Parents, schools must handle children’s issues sensitively
Dr Bhushan Shukla said, “Whenever such incidents happen, parents and teachers overreact to the point where the other children get scared. Hyper-vigilance and immediate overreactions from parents often increases the negative impact these incidents have on children.”
PUNE: When incidents like abuse or even corporal punishment happen in a school, it doesn’t just affect the victim but also other children. For instance, after the murder of a 7-year-old at Ryan International School, Gurgaon, there were reports of his classmates being scared of going back to school, and the panicked parents too were agitated.

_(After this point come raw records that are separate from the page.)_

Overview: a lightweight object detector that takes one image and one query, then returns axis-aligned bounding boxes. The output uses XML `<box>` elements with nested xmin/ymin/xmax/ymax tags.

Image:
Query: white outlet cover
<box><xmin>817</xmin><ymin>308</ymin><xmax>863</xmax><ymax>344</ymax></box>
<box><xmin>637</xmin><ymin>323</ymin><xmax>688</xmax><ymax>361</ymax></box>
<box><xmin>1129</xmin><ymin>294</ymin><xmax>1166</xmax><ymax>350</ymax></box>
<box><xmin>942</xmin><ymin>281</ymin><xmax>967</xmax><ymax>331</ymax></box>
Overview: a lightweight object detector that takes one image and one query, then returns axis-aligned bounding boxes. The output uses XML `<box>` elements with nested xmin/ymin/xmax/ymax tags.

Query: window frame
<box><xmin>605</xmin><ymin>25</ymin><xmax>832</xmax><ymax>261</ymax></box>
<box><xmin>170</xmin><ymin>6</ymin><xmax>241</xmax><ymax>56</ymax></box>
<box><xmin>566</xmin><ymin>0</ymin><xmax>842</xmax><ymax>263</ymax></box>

Hyper-vigilance from parents creates negative impact
Speaking about the need for this issue to be handled in a sensitive manner, city-based child psychiatrist Dr Bhushan Shukla said, “Whenever such incidents happen, parents and teachers overreact to the point where the other children get scared. Hyper-vigilance and immediate overreactions from parents often increases the negative impact these incidents have on children.”
Dr Usha Kakade, President, USK foundation, which works with more than 1,000 government and private schools in the city through its initiative ‘Good Touch, Bad Touch’, said, “It’s true that classmates are also affected when they realise something wrong has happened to their friend. We need to talk to them sensitively and reassure them.”
Awareness and education
Kakde said, “In our initiative ‘Good Touch, Bad Touch’, we not only make students aware about the ‘good’ and ‘bad touch’ but also guide them to share any untoward incident or bad touch to their parents, helping prevent further complications. The foundation organises small acts, role play, audio-visuals to guide students. We also teach students to say NO to anybody who is indulging in unwanted touch. Working with schools, we have also taken forward some of the issues and complains shared by students.”
The experts also emphasised that parents need to communicate with children to ensure that they speak out about any uncomfortable issue, and also look for signs through behavioural changes. “Parents should give time to their children and listen to their day-to-day experiences, activities and everything that they feel like a friend. Instead of immediately reacting to everything, parents should quietly observe and listen carefully to monitor their children’s behaviour. Only then would be the child openly speak about everything to his mother or father,” Kakde added.
Handling the issue in a sensitive manner
“Parents and schools need to use their common sense. Parents should realise that these issues are not something to gossip about. It’s about safety of their children. So discussing these things again and again in front of children is an absolute ‘no’. If the parents want children to go to school, they have to go as regular students. So parents need to stop jumping every time something like this happens and if they are interested in their children’s welfare, they need to get actively involved in safety at school. That is the only way to protect children,” Shukla said.
Kakde also added that there is a need to train parents on how to deal with their children on such issues, as well as conduct regular workshops for those people coming in contact with the students.